The reason: parse_meta_fast can fail transiently — a file being rewritten by /compact hands us a mid-write snapshot that isn't valid JSONL, an active writer has the file truncated for a brief window, or we race EOF on a partial line. Every such failure drops that session from fresh. With replace semantics, the session would vanish from state until the next notify Modify event pushed it back, and Top Projects latest would flip to the second-newest session's updated_at on every reconcile tick. Carrying forward prev-only sessions costs nothing (they'll be refreshed next reconcile or corrected on the next real write) and buys stability.

Debugging loop

cargo run -p agentmonitor --release -- --debug writes $XDG_CACHE_HOME/agent-monitor.log (macOS: ~/Library/Caches/dev.agentmonitor.agent-monitor/agent-monitor.log). Key info-level lines:

  • token_refresh: starting / token_refresh: first pass done updated=N — confirms the background sweep ran.
  • token_refresh: pass done reason={ticker,signal} updated=N — per-pass.
  • fs_watch: new session tracked path=... — should fire once per session. If it fires repeatedly for the same path, either normalize is broken (§4) or the path is escaping state for some other reason.
  • fs_watch: reconcile replaced sessions preserved=N new_paths=M — bulk sync after 10s. new_paths > 0 long after startup means a new session file appeared that fs_watch missed via notify.
  • write_back: accepted path=... old=X new=Y delta=Z — the authoritative "tokens changed for this path" record. If the user reports stuck totals, grep for the active session's path and look at deltas.

When token totals misbehave, the failure is almost always at one of:

  1. parse_meta_fast rejecting the file → session missing from state (§5).
  2. parse_meta_full returning 0 or too few tokens → adapter logic bug.
  3. fs_watch clobbering tokens → broken preserve logic (§1).
  4. notify path ≠ stored path → firmlink / case / Unicode normalization (§4).

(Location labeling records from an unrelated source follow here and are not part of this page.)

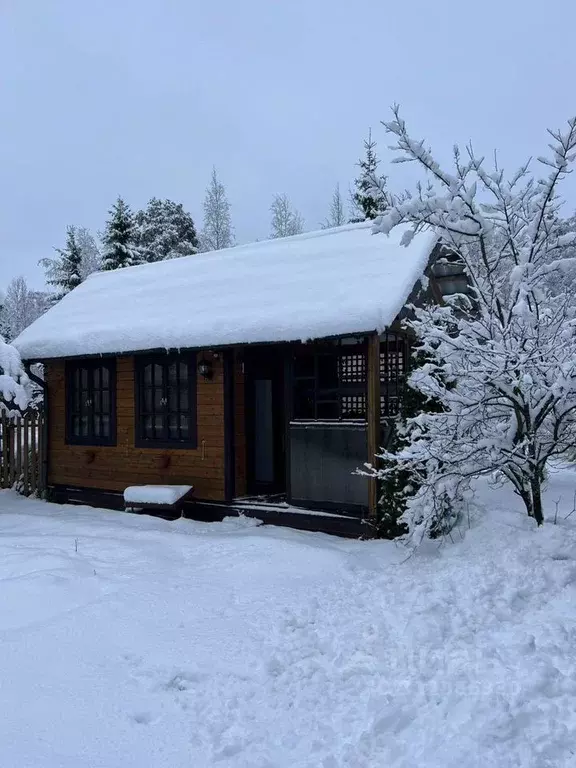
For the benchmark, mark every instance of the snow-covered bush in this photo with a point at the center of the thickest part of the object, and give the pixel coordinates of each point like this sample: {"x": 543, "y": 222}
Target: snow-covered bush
{"x": 15, "y": 385}
{"x": 501, "y": 360}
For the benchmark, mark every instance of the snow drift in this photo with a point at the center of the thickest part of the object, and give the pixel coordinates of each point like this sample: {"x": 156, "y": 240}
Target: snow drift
{"x": 130, "y": 641}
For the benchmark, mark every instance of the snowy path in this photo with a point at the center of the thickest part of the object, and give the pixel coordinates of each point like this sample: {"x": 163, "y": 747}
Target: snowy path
{"x": 172, "y": 645}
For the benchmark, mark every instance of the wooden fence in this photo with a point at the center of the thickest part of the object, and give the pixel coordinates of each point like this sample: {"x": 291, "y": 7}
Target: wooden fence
{"x": 22, "y": 452}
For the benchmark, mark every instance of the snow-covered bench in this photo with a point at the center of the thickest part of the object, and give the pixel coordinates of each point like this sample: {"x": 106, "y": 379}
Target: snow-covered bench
{"x": 157, "y": 498}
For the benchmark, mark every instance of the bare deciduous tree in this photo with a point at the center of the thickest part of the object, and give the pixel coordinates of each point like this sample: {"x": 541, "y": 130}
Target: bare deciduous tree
{"x": 501, "y": 364}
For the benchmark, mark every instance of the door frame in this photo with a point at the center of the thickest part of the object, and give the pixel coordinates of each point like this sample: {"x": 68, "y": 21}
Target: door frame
{"x": 275, "y": 357}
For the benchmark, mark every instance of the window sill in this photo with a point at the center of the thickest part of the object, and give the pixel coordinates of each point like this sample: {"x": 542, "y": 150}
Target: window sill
{"x": 166, "y": 445}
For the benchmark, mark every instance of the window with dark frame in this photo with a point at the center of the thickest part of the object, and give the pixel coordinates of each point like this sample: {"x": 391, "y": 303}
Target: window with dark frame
{"x": 394, "y": 350}
{"x": 91, "y": 402}
{"x": 330, "y": 382}
{"x": 166, "y": 401}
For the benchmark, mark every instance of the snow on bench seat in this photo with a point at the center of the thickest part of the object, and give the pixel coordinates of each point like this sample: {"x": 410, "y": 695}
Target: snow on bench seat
{"x": 156, "y": 495}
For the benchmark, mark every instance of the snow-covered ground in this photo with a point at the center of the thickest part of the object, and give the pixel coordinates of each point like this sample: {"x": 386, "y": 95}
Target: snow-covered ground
{"x": 132, "y": 642}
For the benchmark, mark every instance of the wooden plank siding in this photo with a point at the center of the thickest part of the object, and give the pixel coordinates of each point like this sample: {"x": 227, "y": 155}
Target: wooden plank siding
{"x": 113, "y": 468}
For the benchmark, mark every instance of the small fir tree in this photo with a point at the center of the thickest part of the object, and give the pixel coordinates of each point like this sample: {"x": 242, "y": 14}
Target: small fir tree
{"x": 64, "y": 272}
{"x": 285, "y": 220}
{"x": 21, "y": 307}
{"x": 90, "y": 252}
{"x": 369, "y": 195}
{"x": 217, "y": 232}
{"x": 165, "y": 231}
{"x": 120, "y": 234}
{"x": 336, "y": 216}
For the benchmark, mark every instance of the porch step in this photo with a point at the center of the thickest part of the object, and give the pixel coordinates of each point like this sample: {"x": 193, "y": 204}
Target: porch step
{"x": 280, "y": 514}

Add structured info-level logs at the suspicious boundary and re-run — two lines of evidence beats two hours of speculation.

Test conventions

  • Adapter parsing changes: add table-driven tests under #[cfg(test)] mod tests in the adapter file. Use serde_json::json! to construct fixtures; don't hand-roll JSON strings.
  • fs_watch / token_refresh changes: test via replace_preserving_tokens and write_back helpers directly. They're pub(crate) or private with module-scope tests.
  • Before shipping any change touching data flow: run cargo test -p agentmonitor --lib && cargo clippy -p agentmonitor --all-targets -- -D warnings.

CLI

agent-monitor [--once-and-exit] [--sample-interval SECS] [--debug]

--once-and-exit prints the session snapshot and exits — fastest way to verify a parsing change hasn't regressed the visible-session count.